Nigerian fashion designer

Lanre da Silva (born 1978) is a Nigerian fashion designer based in Lagos. She launched her label in 2005, producing couture, ready-to-wear pieces, jewellery, and hair accessories. Her collections often feature metallic fabrics, lace, and African-inspired patterns, drawing from historical fashion elements such as those of the 1940s and 1800s.

==Early life and education==
She is of Yoruba origin. After completing secondary education in Nigeria, da Silva moved to the United Kingdom to pursue further studies. She earned an undergraduate degree in business administration from Coventry University and a master's degree in finance from the University of Leicester.

Da Silva is married and has children. She has two siblings. Her father, Sir Leo Babarinde Da Silva, served as Secretary to the Lagos State Government.

==Career==
In 2011, da Silva presented a collection at New York Fashion Week. Her clothing line has been stocked at Dolce & Gabbana's "Concept Spiga 2" store in Milan. In 2012, she took part in the United Nations "Fashion Development Project", which focuses on fashion industry initiatives in Africa. That same year, her label appeared in an issue of L'Uomo Vogue titled "Re-branding Africa".

In 2012, Vogue Italia ran a feature on da Silva, noting media attention surrounding her work. She was mentioned again in 2014, in connection with her collection being stocked on online fashion retailer Yoox. Her work has been covered by Vogue Black and Arise Magazine.

Her designs have been noted for their use of traditional African textile patterns. In 2017, she produced designs for a lookbook by Vlisco, a textile manufacturer.

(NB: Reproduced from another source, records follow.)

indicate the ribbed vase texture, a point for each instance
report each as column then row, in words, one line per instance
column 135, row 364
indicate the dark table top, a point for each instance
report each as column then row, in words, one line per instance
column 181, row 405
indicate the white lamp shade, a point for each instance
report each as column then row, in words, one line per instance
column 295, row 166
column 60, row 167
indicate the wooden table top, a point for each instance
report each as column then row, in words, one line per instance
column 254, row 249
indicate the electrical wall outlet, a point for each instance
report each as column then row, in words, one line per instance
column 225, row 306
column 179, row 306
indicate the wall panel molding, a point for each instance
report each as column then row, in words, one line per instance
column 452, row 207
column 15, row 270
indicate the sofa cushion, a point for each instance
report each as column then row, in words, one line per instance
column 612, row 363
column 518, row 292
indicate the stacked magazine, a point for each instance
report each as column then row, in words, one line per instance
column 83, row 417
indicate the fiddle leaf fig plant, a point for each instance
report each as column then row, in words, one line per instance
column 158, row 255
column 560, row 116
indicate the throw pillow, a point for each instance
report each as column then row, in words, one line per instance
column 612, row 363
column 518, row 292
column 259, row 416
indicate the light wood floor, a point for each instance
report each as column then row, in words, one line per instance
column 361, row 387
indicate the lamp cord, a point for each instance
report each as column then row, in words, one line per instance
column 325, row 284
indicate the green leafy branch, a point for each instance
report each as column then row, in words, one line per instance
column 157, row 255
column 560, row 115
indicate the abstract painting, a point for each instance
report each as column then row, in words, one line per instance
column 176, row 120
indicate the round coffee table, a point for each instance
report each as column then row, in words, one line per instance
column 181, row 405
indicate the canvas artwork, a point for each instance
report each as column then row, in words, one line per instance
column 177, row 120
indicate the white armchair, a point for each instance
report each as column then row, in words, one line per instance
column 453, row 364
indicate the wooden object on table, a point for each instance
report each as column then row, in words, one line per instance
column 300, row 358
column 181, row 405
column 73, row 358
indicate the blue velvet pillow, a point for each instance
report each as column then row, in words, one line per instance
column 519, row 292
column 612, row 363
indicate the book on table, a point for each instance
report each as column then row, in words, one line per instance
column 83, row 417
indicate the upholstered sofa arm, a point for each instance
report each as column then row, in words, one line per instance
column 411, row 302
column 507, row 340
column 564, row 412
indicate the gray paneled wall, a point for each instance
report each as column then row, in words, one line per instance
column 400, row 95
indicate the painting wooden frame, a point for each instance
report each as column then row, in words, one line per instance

In 2014, her "Rock Delight" collection was shown at the "Vogue Talents" fashion event in Milan. The collection referenced visual elements associated with Olumo Rock in Nigeria. Her work has been included in events such as the 2008 Thisday Africa Rising Festival in London, the 2009 Arise Africa Fashion Festival in South Africa, the 2009 New York Couture Fashion Week, and the 2011 Arise Magazine Fashion Week in Lagos.

In 2017, she collaborated with artist Ayoola Gbolahan on a collection that incorporated hand-painted elements. That year, she was nominated for an Eloy Award, an event recognizing female professionals in Nigeria. In 2016, she appeared on the cover of Complete Fashion Magazine.

Da Silva has commented on challenges within the Nigerian fashion industry, including lack of production infrastructure. Lagos has since become a growing centre for fashion in West Africa.